Royal Australian Navy Armidale-class Patrol Boats Test Warfighting Skills
Royal Australian Navy Armidale-class Patrol Boats Test Warfighting Skills

Royal Australian Navy Armidale-class Patrol Boats Test Warfighting Skills

The Royal Australian Navy (RAN) Armidale-class patrol boat HMA Ships Childers, Launceston, Glenelg and Wollongong took the opportunity to practise the warfighting aspect of their roles in a recent exercise. Held in and around their home port of Darwin at the end of August, the exercise also built on their ability to operate in-company. The Armidale-class patrol boats conducted surface gunnery, close-quarters manoeuvring, degraded navigation, formation pilotages and anchorages with a focus on inshore manoeuvres and force protection as part of the Patrol Boat Concentration Period.

A Rigid-Hulled Inflatable Boat from HMAS Childers transfers personnel from HMA Ships Wollongong (pictured) and Launceston during the Patrol Boat Concentration Period off the coast of Darwin. (Photo by POIS Peter Thompson/Australian Government Department of Defence)

Captain Patrol Boats Captain Melanie Verho oversaw the exercise while the group conducted a ‘breakout’ of Darwin Harbour under a simulated maritime threat ahead of HMA Ships Canberra and Anzac, which were departing Darwin for another mission. The Royal Australian Navy is advancing through the development of self-supported and sustainable maritime task groups capable of accomplishing the full spectrum of maritime security operations Commanding Officer Childers Lieutenant Commander Simone Paterson planned and coordinated the exercise. Armidale-class patrol boats are highly capable and versatile minor war vessels, able to undertake a wide variety of tasks, in conjunction with other government agencies, contributing not only to civil maritime security operations.

(From left) Able Seaman Boatswain’s Mates Hannah Moore and Marc Nagel and Leading Seaman Boatswain’s Mate Henry Davidson prepare to defend HMAS Childers, during a defensive exercise conducted as part of the Patrol Boat Concentration Period. (Photo by POIS Peter Thompson/Australian Government Department of Defence)
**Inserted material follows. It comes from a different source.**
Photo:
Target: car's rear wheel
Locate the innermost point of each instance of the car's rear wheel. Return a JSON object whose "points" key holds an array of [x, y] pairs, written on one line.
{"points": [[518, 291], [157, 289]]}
“Patrol boats normally operate alongside Border Force, Australian Fisheries and the Australian Federal Police in a constabulary role, however, the Patrol Boat Concentration Period allows us to practise the warfighting aspect of our role we don’t see as often in our day-to-day taskings. The task group used remote control and semi-autonomous targets provided by Defence contractor L3Harris to provide realistic practise simulating fast inshore attack crafts for close-range coordinated gunnery. It was the first time we’ve been able to conduct this sophisticated coordinated gunnery, protecting a simulated high-value unit with our 25mm M142 bushmaster autocannons,” Lieutenant Commander Paterson said.

HMAS Woolongong takes station astern HMAS Launceston during Officer of the Watch Manoeuvres as part of the inaugural Patrol Boat Concentration Period. (Photo by POIS Peter Thompson/Australian Government Department of Defence)

The Armidale class is a class of patrol boats built for the Royal Australian Navy. Planning for a class of vessels to replace the fifteen Fremantle-class patrol boats began in 1993 as a joint project with the Royal Malaysian Navy, but was cancelled when Malaysia pulled out of the process. The project was reopened in 1999 under the designation SEA 1444, with the RAN as the sole participant. Of the seven proposals tendered, the Austal/Defence Maritime Services (DMS) proposal for twelve vessels based on an enlarged Bay-class patrol boat was selected. Two additional boats were ordered in 2005 to provide a dedicated patrol force for the North West Shelf Venture. All fourteen vessels were constructed by Austal at Henderson, Western Australia.